ActivePivot is a distributed, in-memory DBMS designed for HTAP workloads, which supports real-time data streams and continuous queries. It uses a columnar storage architecture with dictionary compression and binary representation of Java objects. The system can also materialize OLAP cubes, constructed with compressed columns, for analyzing multidimensional data.
ActivePivot is one of the core products of the French company ActiveViam -- once known as Quartet FS, which was founded in 2005. The companies primary customers are banks and other financial institutions, so there is an emphasis on support for real-time data streams and continuous queries.
ActivePivot uses both dictionary encoding and Java primitives for compression.
Dictionary Compression: When there is a small number of distinct values for an attribute, the attributes can be encoded into an integer from 1 to N where N denotes the total number of distinct values by using a dictionary that stores the distinct values.
Java Primitives: Instead of storing integers as Java Integer objects, ActivePivot stores these as primitives. The number of bits stored for each number is based on the range of possible values. For example, if the values in a column are given to be between 0 and 256 then the system would only store 8 bits per number. This form of compression can be combined with dictionary compression
Multi-version Concurrency Control (MVCC)
The system allows for multiple versions of a database using delta storage to keep track of different versions. For example, there can be one version that continuously gathers incoming data, and another version from an earlier point in time for analysis.
Both relational tables and multidimensional OLAP cubes are used for organizing the data.
ActivePivot provides support for multi-core processing and non-uniform memory access architectures. SIMD instructions can be used in accelerating operations such as column scans and aggregations.

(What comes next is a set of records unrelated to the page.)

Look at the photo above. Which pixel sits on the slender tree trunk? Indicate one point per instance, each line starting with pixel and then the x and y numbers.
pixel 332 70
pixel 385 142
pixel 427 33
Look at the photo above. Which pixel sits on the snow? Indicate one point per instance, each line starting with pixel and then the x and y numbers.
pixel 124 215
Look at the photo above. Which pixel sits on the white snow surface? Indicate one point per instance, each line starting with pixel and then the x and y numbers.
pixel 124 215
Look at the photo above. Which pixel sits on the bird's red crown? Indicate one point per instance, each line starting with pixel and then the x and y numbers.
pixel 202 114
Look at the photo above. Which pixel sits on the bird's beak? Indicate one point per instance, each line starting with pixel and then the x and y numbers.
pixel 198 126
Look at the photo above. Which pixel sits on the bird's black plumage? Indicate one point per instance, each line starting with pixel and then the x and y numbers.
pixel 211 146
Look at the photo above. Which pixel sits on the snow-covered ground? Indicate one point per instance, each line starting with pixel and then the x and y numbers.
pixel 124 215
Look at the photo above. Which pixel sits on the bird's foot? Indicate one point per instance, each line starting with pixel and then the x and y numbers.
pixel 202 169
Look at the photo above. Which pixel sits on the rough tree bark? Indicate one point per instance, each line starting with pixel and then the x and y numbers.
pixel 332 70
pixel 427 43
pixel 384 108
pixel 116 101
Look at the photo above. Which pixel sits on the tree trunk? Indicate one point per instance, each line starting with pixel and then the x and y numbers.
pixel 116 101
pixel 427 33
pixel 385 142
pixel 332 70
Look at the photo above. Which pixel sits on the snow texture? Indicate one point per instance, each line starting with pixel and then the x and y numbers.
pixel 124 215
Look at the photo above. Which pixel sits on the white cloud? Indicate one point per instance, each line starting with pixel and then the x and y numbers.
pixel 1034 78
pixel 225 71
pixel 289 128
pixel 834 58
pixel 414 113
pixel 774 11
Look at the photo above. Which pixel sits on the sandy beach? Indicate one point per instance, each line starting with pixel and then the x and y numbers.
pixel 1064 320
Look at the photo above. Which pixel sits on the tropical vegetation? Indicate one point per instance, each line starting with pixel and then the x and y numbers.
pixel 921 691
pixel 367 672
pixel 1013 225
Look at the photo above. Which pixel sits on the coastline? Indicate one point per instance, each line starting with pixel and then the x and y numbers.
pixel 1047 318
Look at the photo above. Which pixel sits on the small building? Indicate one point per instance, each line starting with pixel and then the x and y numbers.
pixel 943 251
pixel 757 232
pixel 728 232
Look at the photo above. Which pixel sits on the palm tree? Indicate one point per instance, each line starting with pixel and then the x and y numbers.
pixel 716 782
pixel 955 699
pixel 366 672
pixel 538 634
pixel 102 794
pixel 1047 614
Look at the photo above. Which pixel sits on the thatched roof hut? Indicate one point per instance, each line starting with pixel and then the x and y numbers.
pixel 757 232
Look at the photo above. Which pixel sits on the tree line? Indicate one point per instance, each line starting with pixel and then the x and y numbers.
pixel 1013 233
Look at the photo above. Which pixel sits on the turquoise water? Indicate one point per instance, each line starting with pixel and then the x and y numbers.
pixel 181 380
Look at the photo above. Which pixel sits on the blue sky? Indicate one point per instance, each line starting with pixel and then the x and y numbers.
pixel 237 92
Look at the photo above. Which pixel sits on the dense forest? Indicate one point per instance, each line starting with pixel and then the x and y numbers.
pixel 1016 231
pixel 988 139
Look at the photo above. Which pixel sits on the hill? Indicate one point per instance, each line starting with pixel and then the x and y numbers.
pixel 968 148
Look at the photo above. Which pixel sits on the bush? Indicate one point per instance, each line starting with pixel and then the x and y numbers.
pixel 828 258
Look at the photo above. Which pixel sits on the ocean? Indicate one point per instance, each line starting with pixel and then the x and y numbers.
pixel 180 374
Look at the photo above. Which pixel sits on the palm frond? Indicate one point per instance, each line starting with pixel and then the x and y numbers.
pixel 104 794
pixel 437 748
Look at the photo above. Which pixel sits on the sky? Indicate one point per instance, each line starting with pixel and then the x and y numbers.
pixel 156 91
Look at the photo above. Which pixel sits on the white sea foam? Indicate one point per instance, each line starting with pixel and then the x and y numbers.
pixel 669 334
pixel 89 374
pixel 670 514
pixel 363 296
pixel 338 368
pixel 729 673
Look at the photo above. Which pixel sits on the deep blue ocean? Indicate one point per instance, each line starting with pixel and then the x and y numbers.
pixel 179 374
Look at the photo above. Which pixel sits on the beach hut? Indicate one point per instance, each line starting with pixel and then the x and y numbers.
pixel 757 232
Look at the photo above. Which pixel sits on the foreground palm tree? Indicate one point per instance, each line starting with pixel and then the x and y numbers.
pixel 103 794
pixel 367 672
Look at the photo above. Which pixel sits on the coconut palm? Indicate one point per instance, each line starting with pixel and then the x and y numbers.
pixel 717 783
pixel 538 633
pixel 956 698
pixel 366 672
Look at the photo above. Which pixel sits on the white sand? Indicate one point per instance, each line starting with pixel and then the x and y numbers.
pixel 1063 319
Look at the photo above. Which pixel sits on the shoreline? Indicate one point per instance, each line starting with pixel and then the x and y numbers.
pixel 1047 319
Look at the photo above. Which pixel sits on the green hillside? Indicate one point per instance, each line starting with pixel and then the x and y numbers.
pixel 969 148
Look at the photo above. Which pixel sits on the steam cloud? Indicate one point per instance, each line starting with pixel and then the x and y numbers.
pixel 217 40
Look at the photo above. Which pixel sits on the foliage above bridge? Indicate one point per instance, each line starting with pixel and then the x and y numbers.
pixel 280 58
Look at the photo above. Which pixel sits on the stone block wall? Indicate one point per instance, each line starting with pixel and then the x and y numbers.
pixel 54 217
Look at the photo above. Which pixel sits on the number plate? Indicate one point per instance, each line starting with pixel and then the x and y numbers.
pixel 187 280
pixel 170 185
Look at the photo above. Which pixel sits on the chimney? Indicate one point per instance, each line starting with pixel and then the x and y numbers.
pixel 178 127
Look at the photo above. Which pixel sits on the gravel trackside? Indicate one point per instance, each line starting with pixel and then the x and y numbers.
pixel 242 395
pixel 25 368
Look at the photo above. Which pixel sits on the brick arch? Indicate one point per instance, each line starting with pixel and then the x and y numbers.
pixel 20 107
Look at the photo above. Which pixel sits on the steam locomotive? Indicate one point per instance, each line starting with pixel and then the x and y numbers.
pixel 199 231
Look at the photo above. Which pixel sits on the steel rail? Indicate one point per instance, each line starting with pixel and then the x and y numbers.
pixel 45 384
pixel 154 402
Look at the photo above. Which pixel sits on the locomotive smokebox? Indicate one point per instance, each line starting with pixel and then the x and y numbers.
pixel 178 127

ActivePivot uses bitmap indexing for multidimensional cubes and supports primary and secondary indexes for relational tables.
When a server receives a query, it also sends the query out to the other servers. Once it receives a response from all the servers it aggregates all of the information and returns the result.
The Java JIT compiler is responsible for handling the compilation of Multidimensional Expression (MDX) queries. MDX queries are similar in syntax to SQL queries, but they serve a different purpose. While SQL queries operate on tables which are two dimensional, MDX queries operate on OLAP cubes, which can support many dimensions. Some other operations are compiled directly into Java byte code.
ActivePivot supports queries through Multidimensional Expressions (MDX) either through ActiveUI or any another MDX-compliant interface.
The system takes advantage of non-uniform memory access (NUMA) by partitioning the tables based upon the number of CPU cores available on servers.
Decomposition Storage Model (Columnar)
Data is stored in columns in memory, DRAM or flash, with no additional row-based storage.
All servers act independently and do not have access to the information contained on other servers. Data can be distributed between servers based on the values of a given attribute. For example, if one of the attributes is city then the data can be distributed based on geographic regions.
The system supports materialized views for both OLAP cubes and continuous queries. Views can be materialized on a subset of dimensions for the OLAP cube. For continuous queries, the materialized view of the result is updated alongside changes to the underlying data.